More information about CUE

Information about the Council on the Underground Economy (CUE)

Council on the Underground Economy

Since its creation, CUE has grown to 17 agencies. The CUE has also collected more than $76 million from unlawful businesses by enforcing labor, licensing, and tax laws. CUE members share information and come together with a common purpose: to bring businesses and individuals into compliance with applicable state laws. The CUE will continue to maintain a toll-free referral line, 1-877-96-LABOR (1-877-965-2267) and online complaint system for businesses and individuals seeking information or to lodge complaints about suspected cases of fraud and misclassification.

Why tackle the underground economy? The underground economy and worker misclassification is not a new phenomenon or one which exists just in Massachusetts. Most businesses are law-abiding and responsible, treat their employees fairly, and stand behind the goods and services they sell. These legitimate businesses often wind up paying higher costs when other businesses evade the law. Businesses in the underground economy pay workers sub-minimum wage or "off the books", illegally misclassifying their employees to avoid paying for unemployment or workers' compensation insurance and refusing to withhold taxes. When the underground economy is allowed to flourish, workers are denied basic workplace rights and protections, legitimate businesses find they can't compete. Consumers are subject to unregulated goods and unlicensed services and Massachusetts is cheated out of revenue that could otherwise fund worthy programs and services.

The CUE has a Director and a full-time Program Coordinator.

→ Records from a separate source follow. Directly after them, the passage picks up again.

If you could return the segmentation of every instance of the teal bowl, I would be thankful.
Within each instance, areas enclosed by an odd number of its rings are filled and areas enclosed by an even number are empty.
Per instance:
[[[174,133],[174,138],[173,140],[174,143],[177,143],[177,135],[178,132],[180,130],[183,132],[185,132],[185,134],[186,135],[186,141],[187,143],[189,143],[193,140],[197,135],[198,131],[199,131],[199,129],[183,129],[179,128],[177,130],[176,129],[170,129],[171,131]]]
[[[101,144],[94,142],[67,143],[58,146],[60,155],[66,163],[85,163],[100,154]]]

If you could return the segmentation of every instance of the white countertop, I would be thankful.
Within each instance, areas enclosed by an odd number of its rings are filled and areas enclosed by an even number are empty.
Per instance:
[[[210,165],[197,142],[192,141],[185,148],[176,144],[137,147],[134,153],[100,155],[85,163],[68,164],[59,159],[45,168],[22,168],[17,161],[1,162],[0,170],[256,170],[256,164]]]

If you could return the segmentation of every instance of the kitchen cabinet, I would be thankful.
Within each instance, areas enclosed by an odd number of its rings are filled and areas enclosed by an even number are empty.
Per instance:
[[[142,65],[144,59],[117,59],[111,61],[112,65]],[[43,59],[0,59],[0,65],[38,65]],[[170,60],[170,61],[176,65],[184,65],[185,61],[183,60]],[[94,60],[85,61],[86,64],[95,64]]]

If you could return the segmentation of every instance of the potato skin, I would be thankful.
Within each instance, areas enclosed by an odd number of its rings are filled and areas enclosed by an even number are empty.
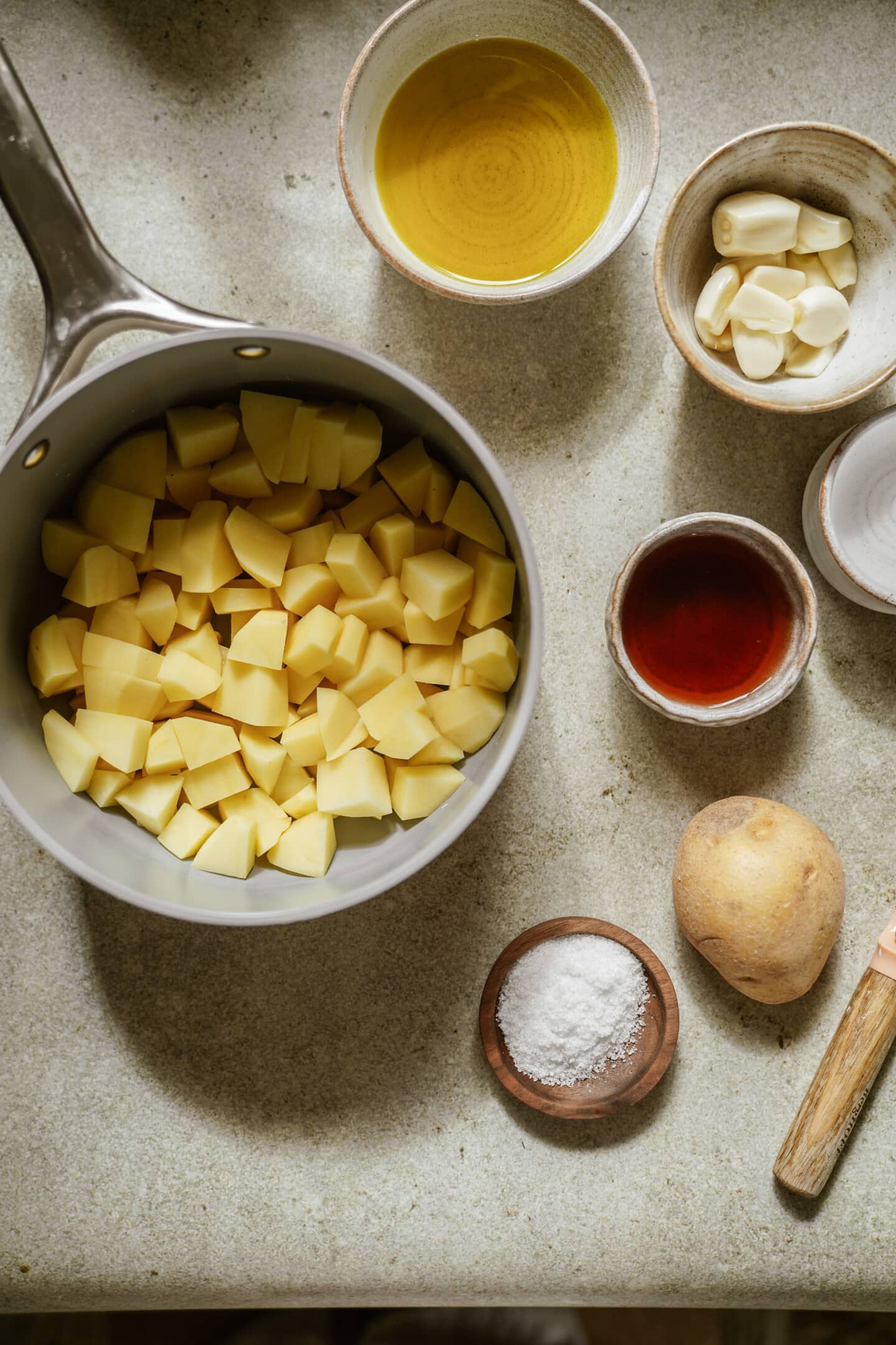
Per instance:
[[[798,999],[814,983],[844,892],[837,849],[814,822],[744,795],[688,823],[672,870],[685,937],[736,990],[767,1005]]]

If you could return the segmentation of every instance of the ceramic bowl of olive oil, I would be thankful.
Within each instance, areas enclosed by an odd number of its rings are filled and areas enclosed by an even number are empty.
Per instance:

The CUE coordinates the efforts of the state agencies to investigate unlawful business practices. The CUE is working to level the playing field to increase fair business competition.

Current member agencies include:

  • Alcoholic Beverages Control Commission (ABCC)
  • Attorney General’s Fair Labor Division (AGO-FLD)
  • Department of Industrial Accidents (DIA)
  • Department of Labor Standards (DLS)
  • Department of Public Safety (DPS)
  • Department of Revenue (DOR)
  • Department of Unemployment Assistance (DUA)
  • Division of Banks (DOB)
  • Division of Capital Asset Management and Maintenance (DCAMM)
  • Division of Professional Licensure (DPL)
  • Insurance Fraud Bureau (IFB)
  • Massachusetts Office of Refugees and Immigrants (MORI)
  • Occupational Safety and Health Administration (OSHA)
  • Office of Small Business and Entrepreneurship (OSBE)
  • U.S. Department of Labor (USDOL)

CUE members have a strong working relationship with many state and federal agencies. Partnering together maximizes our ability to fight the underground economy.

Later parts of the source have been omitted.